The 116-year-old woman believed to be the oldest person in the world passed away yesterday afternoon.
The Associated Press reported that Besse Cooper, a retired Georgia school teacher with a passion for politics, died quietly in her bed at a Monroe, Ga. nursing home about an hour’s drive from Atlanta. Cooper had recently battled stomach flu, but she had reportedly recovered by Monday. On Tuesday, Cooper had her hair set and watched a Christmas movie, but then she experienced breathing problems. She expired at about 2 p.m. after receiving oxygen.
“With her hair fixed it looked like she was ready to go,” Sidney Cooper, Besse Cooper’s 77-year-old son, told the AP.
The younger Cooper said his mother was a determined, strong and intelligent individual.
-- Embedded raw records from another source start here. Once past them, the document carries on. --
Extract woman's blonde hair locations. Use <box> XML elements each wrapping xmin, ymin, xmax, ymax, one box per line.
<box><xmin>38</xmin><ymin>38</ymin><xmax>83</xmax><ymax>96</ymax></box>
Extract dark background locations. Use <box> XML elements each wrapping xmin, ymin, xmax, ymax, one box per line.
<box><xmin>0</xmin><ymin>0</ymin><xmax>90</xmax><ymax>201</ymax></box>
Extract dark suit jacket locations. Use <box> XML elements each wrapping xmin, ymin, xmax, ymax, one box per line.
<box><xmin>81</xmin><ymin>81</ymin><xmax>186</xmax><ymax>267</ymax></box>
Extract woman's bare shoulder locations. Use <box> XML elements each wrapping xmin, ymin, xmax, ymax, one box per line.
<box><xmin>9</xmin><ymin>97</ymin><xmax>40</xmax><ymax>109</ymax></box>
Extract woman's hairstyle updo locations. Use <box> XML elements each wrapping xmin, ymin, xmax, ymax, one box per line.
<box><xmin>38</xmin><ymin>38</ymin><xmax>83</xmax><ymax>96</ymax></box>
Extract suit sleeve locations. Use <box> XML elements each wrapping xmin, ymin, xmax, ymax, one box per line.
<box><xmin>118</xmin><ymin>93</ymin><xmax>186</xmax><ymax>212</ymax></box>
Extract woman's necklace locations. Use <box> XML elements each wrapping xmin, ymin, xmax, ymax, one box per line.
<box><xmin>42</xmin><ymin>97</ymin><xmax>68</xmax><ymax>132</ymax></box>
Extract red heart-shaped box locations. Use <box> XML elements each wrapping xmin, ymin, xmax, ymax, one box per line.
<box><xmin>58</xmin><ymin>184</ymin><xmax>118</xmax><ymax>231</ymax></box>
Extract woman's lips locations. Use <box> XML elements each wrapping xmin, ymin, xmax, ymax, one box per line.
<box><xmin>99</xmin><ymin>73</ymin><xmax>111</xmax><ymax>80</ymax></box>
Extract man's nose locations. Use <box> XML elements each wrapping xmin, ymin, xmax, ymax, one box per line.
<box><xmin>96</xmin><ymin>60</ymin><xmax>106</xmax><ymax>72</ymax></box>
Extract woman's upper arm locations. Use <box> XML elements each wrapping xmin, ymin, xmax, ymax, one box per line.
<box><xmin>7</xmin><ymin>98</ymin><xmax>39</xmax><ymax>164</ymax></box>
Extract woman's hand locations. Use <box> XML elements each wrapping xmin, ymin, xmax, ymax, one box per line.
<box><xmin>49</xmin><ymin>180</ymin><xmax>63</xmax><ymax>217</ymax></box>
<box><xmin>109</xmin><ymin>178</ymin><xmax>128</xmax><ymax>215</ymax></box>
CNN reported that just five years after her birth in 1896, Besse Cooper started walking from her family’s Sullivan County, Tenn. log cabin to school in order to make sure one of her brothers got to class. Her time in the classroom developed into a love for school, and she eventually studied education at Johnson City’s East Tennessee Normal School (now East Tennessee State University).
After graduation, she started teaching in Tennessee for $35 an hour, but she moved to Monroe during World War I after her friend informed her she could make more money in the Peach State, according to CNN.
In addition to her appreciation for education, Besse Cooper also developed a fondness for politics. CNN reported she joined the suffrage movement when she was 24, speaking about the importance of having a voice in politics and registering women to vote. After the 19th Amendment granted women the right to vote, she never missed a chance to cast her ballot — except twice (In 2012 and in 1948, when she and her husband — who died in 1963 — believed Thomas Dewey would easily win).
Sidney Cooper told CNN that his mother cherished her 80s most out of the nearly 12 decades she lived. He said she loved to garden, watch the news on TV and read — despite her declining eyesight. But Besse Cooper still had it going on, even during the last years of her life. As an 111-year-old, she impressed Robert Young, Guinness senior consultant for gerontology, with her abilities.
“It’s a sad day for me,” Young told AP of Besse Cooper’s death. “At that age she was doing really well, she was able to read books.”
AP reported the supercentenarian was distinguished as the oldest person on the planet in January 2011. In May of the same year, however, Guinness World Records discovered another woman who was 48 days older, Brazilian Maria Gomes Valentin. After Valentin died the following month, Cooper reclaimed the honor no other Georgian has ever received. She told Guinness in 2012 that her secret to longevity was staying out of others’ business and abstaining from junk food.
Besse Cooper’s death makes 115-year-old Dina Manfredini, who lives in Johnston, Iowa, the new record holder. Only seven other people in history have bested Besse Cooper’s time on this Earth — 116 years and 100 days, according to Guinness. The oldest person ever documented — France’s Jeanne Calment, who passed away in 1997, lived to be 122.